Class Zdict

java.lang.Object
org.lwjgl.util.zstd.Zdict

public class Zdict extends Object
Native bindings to the dictionary builder API of Zstandard (zstd).

Why should I use a dictionary?

Zstd can use dictionaries to improve compression ratio of small data. Traditionally small files don't compress well because there is very little repetition in a single sample, since it is small. But, if you are compressing many similar files, like a bunch of JSON records that share the same structure, you can train a dictionary on ahead of time on some samples of these files. Then, zstd can use the dictionary to find repetitions that are present across samples. This can vastly improve compression ratio.

When is a dictionary useful?

Dictionaries are useful when compressing many small files that are similar. The larger a file is, the less benefit a dictionary will have. Generally, we don't expect dictionary compression to be effective past 100KB. And the smaller a file is, the more we would expect the dictionary to help.
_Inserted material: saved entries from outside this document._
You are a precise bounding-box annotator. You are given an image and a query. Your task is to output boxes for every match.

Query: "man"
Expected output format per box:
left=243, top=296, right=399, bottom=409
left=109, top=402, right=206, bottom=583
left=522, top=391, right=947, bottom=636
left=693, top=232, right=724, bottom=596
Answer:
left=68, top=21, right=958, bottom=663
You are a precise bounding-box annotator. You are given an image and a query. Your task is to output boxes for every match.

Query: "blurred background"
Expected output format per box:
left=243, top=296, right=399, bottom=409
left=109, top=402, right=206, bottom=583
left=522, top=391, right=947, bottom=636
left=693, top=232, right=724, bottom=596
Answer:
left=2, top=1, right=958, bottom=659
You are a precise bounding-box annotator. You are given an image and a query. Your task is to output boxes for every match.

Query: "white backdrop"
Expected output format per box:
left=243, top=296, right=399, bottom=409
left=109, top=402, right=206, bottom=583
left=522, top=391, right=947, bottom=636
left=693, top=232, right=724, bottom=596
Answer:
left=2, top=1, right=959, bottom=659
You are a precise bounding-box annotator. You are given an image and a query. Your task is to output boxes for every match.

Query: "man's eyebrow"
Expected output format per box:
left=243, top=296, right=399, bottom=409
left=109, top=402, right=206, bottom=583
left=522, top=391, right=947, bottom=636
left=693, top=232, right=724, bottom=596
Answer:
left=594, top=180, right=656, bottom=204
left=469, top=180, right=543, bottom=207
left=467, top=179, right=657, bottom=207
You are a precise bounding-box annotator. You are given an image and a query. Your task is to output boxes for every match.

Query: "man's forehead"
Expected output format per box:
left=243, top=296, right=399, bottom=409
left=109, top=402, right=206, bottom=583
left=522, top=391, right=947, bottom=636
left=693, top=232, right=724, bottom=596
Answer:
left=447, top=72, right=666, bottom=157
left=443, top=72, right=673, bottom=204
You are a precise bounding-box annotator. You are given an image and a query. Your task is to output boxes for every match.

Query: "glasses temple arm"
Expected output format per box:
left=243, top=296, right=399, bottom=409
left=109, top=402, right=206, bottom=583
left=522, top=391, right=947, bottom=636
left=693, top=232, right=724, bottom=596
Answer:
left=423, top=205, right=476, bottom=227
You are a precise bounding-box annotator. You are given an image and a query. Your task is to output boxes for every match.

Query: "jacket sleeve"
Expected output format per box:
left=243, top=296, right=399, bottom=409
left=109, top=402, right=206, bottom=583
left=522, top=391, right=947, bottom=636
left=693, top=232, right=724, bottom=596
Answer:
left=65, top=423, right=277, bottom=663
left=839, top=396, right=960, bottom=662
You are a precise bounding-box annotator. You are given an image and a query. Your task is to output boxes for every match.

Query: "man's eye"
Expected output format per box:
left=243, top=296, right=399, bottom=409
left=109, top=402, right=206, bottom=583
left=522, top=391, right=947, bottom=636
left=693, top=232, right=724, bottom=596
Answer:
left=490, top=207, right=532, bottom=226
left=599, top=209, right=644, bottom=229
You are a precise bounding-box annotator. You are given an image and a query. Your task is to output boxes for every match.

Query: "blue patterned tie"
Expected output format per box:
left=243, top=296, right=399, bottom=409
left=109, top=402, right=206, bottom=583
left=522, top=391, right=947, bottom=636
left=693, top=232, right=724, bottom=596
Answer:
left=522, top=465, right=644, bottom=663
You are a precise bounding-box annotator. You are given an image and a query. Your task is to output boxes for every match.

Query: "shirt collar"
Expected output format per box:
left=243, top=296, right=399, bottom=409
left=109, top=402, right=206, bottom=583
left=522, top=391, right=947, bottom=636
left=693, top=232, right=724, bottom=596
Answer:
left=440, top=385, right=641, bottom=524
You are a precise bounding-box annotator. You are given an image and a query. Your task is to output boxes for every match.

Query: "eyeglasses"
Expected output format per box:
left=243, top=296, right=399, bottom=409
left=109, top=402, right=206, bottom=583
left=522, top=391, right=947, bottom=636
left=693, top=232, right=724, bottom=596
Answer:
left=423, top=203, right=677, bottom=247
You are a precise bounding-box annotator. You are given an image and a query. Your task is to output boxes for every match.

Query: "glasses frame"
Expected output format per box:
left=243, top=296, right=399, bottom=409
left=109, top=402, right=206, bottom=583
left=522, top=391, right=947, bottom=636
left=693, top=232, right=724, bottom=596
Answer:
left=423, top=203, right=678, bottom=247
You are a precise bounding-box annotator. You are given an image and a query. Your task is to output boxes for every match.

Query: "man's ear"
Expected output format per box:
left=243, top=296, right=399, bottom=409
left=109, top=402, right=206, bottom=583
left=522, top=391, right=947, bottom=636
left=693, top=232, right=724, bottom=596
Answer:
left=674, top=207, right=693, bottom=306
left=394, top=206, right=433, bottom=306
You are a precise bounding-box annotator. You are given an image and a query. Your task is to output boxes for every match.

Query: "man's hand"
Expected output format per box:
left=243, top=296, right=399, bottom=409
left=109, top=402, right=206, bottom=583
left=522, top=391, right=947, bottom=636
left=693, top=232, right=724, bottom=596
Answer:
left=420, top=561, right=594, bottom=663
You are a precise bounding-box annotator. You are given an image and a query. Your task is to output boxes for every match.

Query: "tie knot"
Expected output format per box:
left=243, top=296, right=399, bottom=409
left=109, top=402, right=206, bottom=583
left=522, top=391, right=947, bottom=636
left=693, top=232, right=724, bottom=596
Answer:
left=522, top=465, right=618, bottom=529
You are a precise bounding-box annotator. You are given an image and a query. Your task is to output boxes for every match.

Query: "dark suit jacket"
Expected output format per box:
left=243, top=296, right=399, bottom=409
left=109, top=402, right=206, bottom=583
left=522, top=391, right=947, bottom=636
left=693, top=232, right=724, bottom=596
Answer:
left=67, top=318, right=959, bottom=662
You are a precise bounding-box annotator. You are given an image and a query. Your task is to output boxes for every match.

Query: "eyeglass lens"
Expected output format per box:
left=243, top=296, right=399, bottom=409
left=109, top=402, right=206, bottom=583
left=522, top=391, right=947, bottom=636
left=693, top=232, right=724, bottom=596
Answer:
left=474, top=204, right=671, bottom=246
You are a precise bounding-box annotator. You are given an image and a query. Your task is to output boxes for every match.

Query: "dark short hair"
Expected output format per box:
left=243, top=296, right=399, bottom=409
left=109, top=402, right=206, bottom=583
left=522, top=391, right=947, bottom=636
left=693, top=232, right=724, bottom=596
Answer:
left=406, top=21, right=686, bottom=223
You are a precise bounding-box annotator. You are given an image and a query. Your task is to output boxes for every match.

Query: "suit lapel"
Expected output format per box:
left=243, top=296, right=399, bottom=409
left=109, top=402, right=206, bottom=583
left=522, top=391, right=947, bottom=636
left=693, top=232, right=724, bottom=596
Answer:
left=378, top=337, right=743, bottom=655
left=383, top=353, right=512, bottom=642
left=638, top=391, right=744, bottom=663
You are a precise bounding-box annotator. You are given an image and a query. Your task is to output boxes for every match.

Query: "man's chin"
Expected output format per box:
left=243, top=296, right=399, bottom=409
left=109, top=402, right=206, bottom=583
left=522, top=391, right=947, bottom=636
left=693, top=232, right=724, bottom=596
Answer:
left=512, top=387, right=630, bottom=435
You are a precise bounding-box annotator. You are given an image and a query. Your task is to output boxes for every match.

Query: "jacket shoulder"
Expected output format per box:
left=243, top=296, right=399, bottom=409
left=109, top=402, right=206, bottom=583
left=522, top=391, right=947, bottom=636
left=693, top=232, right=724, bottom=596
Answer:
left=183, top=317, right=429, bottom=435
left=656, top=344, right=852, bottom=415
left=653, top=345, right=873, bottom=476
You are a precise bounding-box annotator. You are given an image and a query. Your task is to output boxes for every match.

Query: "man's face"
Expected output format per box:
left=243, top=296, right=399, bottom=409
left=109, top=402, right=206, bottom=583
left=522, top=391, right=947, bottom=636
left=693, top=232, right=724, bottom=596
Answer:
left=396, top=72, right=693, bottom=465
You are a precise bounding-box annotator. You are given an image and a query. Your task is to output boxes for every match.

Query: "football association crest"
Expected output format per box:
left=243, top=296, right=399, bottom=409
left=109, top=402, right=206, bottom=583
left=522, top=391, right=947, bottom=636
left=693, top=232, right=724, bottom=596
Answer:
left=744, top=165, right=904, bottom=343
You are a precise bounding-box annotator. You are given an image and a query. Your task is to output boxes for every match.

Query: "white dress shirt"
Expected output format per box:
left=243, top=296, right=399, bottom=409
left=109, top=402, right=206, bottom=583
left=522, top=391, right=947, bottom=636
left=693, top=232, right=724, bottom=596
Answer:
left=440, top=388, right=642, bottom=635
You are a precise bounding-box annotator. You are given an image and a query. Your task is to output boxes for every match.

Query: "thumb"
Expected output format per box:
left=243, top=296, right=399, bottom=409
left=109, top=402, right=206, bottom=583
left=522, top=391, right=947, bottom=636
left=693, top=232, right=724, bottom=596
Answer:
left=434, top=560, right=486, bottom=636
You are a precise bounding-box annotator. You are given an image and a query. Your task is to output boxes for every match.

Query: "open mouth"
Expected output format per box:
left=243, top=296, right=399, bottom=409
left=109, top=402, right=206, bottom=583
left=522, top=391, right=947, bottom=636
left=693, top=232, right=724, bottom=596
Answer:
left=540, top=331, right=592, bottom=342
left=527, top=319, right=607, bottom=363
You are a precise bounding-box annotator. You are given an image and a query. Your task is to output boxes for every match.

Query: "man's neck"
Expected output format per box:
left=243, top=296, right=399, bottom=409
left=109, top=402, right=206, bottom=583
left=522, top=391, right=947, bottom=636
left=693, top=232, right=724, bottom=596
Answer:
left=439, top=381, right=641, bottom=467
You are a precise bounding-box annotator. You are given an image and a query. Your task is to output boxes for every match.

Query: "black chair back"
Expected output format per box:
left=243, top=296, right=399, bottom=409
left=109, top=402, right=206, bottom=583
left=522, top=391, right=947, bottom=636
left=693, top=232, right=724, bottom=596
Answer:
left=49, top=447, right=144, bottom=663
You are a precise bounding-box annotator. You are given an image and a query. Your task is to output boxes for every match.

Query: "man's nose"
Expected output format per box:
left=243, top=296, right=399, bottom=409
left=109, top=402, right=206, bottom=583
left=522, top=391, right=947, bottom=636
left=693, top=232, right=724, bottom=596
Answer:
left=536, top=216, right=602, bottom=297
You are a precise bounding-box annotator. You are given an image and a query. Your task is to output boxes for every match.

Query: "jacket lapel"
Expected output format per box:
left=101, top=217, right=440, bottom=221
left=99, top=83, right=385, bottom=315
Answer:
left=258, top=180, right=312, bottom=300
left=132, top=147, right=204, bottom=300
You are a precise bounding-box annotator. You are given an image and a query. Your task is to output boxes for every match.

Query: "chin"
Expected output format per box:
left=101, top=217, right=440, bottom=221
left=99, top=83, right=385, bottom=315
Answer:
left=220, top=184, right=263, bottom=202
How do I use a dictionary?

Simply pass the dictionary to the zstd compressor with CCtx_loadDictionary. The same dictionary must then be passed to the decompressor, using DCtx_loadDictionary. There are other more advanced functions that allow selecting some options, see zstd.h for complete documentation.

What is a zstd dictionary?

A zstd dictionary has two pieces: Its header, and its content. The header contains a magic number, the dictionary ID, and entropy tables. These entropy tables allow zstd to save on header costs in the compressed file, which really matters for small data. The content is just bytes, which are repeated content that is common across many samples.

What is a raw content dictionary?

A raw content dictionary is just bytes. It doesn't have a zstd dictionary header, a dictionary ID, or entropy tables. Any buffer is a valid raw content dictionary.

How do I train a dictionary?

Gather samples from your use case. These samples should be similar to each other. If you have several use cases, you could try to train one dictionary per use case.

Pass those samples to trainFromBuffer and that will train your dictionary. There are a few advanced versions of this function, but this is a great starting point. If you want to further tune your dictionary you could try optimizeTrainFromBuffer_cover. If that is too slow you can try optimizeTrainFromBuffer_fastCover.

If the dictionary training function fails, that is likely because you either passed too few samples, or a dictionary would not be effective for your data. Look at the messages that the dictionary trainer printed, if it doesn't say too few samples, then a dictionary would not be effective.

How large should my dictionary be?

A reasonable dictionary size, the dictBufferCapacity, is about 100KB. The zstd CLI defaults to a 110KB dictionary. You likely don't need a dictionary larger than that. But, most use cases can get away with a smaller dictionary. The advanced dictionary builders can automatically shrink the dictionary for you, and select a the smallest size that doesn't hurt compression ratio too much. See the shrinkDict parameter. A smaller dictionary can save memory, and potentially speed up compression.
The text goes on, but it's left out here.